DEV Community

Arpad Toth for AWS Community Builders

Posted on • Originally published at arpadt.com

Customizing error handling in Step Functions

We can customize error handling in Step Functions using the built-in Retry and Catch fields. When transferring the error-handling responsibility to Step Functions, we can write shorter and cleaner code in our applications.

1. Error handling without Step Functions

Say we want to create a workflow that consists of multiple Lambda functions and maybe some other AWS services.

We can use multiple different types of orchestration methods. Some of them are better, and some of them are less desirable.

Either way, we should handle errors, and we usually do that in the application code by writing something like this:

export async function handler(event) {
  const { taskId } = event;
  // get the task based on its ID from a 3rd party endpoint - pseudo code:
  let task;
  try {
    task = await getTaskById(taskId);
    return task;
  } catch (error) {
    logger.error('error while getting task', { taskId });
    throw error;
  }
}
Enter fullscreen mode Exit fullscreen mode

When we use a queue which the function polls for messages, we usually apply some a retry mechanism. After an error has occurred, the function will attempt to get the task from the endpoint again with the same payload or parameters. If we are lucky, the call will be successful for the second or third time.

But what if the task is not found and the 3rd party endpoint responds with a 404 error? Or the validation for the event parameters fails?

The function can try again as many times as we want, but the result will always be the same - an error. Does it make sense to try it again with the same input? Probably no.

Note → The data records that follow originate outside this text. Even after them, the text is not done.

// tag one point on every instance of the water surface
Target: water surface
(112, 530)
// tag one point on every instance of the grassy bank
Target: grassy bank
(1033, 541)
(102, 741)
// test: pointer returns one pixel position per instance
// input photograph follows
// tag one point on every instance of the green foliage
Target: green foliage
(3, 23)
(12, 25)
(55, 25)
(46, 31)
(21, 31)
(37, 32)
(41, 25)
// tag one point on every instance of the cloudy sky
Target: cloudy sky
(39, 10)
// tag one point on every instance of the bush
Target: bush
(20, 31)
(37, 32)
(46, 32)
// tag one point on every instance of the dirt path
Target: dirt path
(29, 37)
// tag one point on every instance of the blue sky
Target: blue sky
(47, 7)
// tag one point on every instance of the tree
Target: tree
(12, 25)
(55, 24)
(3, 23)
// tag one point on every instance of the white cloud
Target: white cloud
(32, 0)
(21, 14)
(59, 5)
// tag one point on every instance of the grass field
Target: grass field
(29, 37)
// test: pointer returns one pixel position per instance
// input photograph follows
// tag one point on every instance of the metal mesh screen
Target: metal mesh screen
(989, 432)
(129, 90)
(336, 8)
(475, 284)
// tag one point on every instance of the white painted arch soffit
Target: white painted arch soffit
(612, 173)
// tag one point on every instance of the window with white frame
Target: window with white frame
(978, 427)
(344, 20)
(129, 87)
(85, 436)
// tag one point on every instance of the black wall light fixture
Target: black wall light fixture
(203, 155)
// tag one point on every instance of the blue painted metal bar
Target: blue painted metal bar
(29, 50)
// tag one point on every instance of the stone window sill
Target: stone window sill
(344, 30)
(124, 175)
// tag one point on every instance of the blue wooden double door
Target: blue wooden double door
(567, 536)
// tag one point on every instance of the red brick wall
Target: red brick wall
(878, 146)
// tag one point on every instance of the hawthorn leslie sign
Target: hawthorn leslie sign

In this case, we can check if the error has a specific status code or name. A possible approach can be like this:

class NotFoundError extends Error {
  constructor(message) {
    super(message);
    this.name = 'NotFoundError';
  }
}

async function getTaskById(taskId) {
  try {
    const task = await getTaskFromThirdParty(taskId);
    return task;
  } catch (error) {
    if (error.statusCode === 404) {
      throw new NotFoundError(`Task with ID ${taskId} is not found.`)
    }

    // otherwise rethrow the original error
    throw error
  }
}

export async function handler(event) {
  const { taskId } = event;

  let task;
  try {
    task = await getTaskById(taskId);
    return task;
  } catch (error) {
    if (error instanceof NotFoundError) {
      logger.error('task not found, no point trying again');
      return;
    }

    // We'll retry when getting other errors
    logger.error('error while getting task', { taskId });
    throw error;
  }
}
Enter fullscreen mode Exit fullscreen mode

This code gets ugly and hard to read with the if condition in the catch block. Imagine if we have to handle multiple types of errors differently. It might result in even more complicated code.

2. Error handling with Step Functions

If we have to coordinate multiple function calls, we can use AWS Step Functions to orchestrate the workflow. Step Functions integrates with many other AWS services, but here I'll focus on Lambda functions.

2.1. Delegate the error handling

One of the many great features of Step Functions is that we can lift error handling from the code to the state machine.

We can create a Task state from which Step Functions can invoke a Lambda function. The Workflow Studio makes it easy (ok, easier) to construct a state machine with its great drag-and-drop tool.

When we add a Lambda function to the Task state, we'll get a Retry field in the UI and the corresponding ASL definition (Amazon State Language, basically JSON with some specific features). It looks like this:

"Retry": [
  {
    "ErrorEquals": [
      "States.TaskFailed"
    ],
    "BackoffRate": 2,
    "IntervalSeconds": 2,
    "MaxAttempts": 3,
    "Comment": "Some interesting comments about the field"
  }
]
Enter fullscreen mode Exit fullscreen mode

2.2. Retry fields

It is where we can specify how we want Step Functions to process the retries.

The ErrorEquals array contains the error types for which the given retry object is relevant. States.TaskFailed includes almost all errors that can occur while a task is running, for example, exceptions we throw in the application, network or runtime errors.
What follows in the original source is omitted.